Note: this marker was erected in 1964.

===23. Soapstone===
Town of Francestown
"A large deposit of highest quality was discovered early in the 19th century at northerly section of Francestown by Daniel Fuller. During the heyday of its popularity, various common uses of this non-metallic mineral (steatite), when quarried, were for sinks, water pipes, stoves, hearths, warming stones, mantels and industrial purposes."

Note: this marker was erected in 1964.

===24. LaFayette's Tour===
Town of Northwood
"Upon invitation of President Monroe, issued at the request of Congress, Marquis de LaFayette, Revolutionary War hero, revisited the United States for a goodwill tour which included an extensive visit to New Hampshire towns. He passed this spot June 23, 1825, traveling between Concord and Dover."

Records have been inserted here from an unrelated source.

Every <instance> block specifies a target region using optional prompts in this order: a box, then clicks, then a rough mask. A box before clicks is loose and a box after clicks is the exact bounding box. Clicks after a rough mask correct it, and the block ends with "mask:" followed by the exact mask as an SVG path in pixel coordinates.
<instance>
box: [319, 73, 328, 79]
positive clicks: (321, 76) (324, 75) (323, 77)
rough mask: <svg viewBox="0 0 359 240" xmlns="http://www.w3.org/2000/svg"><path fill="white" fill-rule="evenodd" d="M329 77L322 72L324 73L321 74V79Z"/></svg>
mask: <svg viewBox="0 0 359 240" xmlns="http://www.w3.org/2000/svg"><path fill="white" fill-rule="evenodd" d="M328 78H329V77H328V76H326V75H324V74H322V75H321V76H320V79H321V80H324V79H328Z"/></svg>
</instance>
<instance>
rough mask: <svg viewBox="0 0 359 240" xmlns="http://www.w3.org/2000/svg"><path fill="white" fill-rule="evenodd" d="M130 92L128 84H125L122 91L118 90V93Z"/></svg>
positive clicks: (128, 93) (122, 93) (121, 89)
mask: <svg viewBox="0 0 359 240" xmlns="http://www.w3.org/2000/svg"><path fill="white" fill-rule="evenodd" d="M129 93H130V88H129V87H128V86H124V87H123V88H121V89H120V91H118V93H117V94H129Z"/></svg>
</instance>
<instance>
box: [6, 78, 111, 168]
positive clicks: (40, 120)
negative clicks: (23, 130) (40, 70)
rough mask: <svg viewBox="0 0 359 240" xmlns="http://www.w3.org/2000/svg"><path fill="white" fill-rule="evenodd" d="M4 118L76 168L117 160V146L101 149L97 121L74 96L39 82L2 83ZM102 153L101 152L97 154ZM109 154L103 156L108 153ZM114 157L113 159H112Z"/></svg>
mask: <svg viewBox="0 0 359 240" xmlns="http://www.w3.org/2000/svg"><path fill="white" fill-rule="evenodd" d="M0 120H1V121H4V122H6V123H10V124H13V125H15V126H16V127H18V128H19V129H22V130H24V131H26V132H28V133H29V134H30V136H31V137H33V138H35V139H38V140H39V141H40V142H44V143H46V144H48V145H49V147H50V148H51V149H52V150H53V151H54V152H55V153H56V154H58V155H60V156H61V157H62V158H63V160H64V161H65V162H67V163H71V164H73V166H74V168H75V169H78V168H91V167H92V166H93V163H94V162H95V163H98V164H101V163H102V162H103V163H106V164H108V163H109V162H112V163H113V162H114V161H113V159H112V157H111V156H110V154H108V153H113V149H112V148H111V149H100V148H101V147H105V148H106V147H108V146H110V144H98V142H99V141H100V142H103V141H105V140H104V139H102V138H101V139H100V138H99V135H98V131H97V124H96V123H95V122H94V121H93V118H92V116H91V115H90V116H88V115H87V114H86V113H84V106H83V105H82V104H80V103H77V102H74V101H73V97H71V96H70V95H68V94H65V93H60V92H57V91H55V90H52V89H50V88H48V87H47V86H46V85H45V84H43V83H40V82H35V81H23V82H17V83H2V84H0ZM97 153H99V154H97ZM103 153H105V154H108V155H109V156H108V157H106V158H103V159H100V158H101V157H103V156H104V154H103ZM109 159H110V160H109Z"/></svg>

Note: this marker was erected in 1964.

===25. Major John Simpson===
Town of Deerfield
"Born in Deerfield and buried in Old Center Cemetery on road west, he gained fame by the unauthorized firing of the first shot at Bunker Hill while serving as a private in Captain Dearborn's Company of Colonel Stark's Regiment. Although reprimanded for this disobedience, he afterward served his country with honor."

Note: between the title and main text is a directional arrow, rarely seen on the state's markers.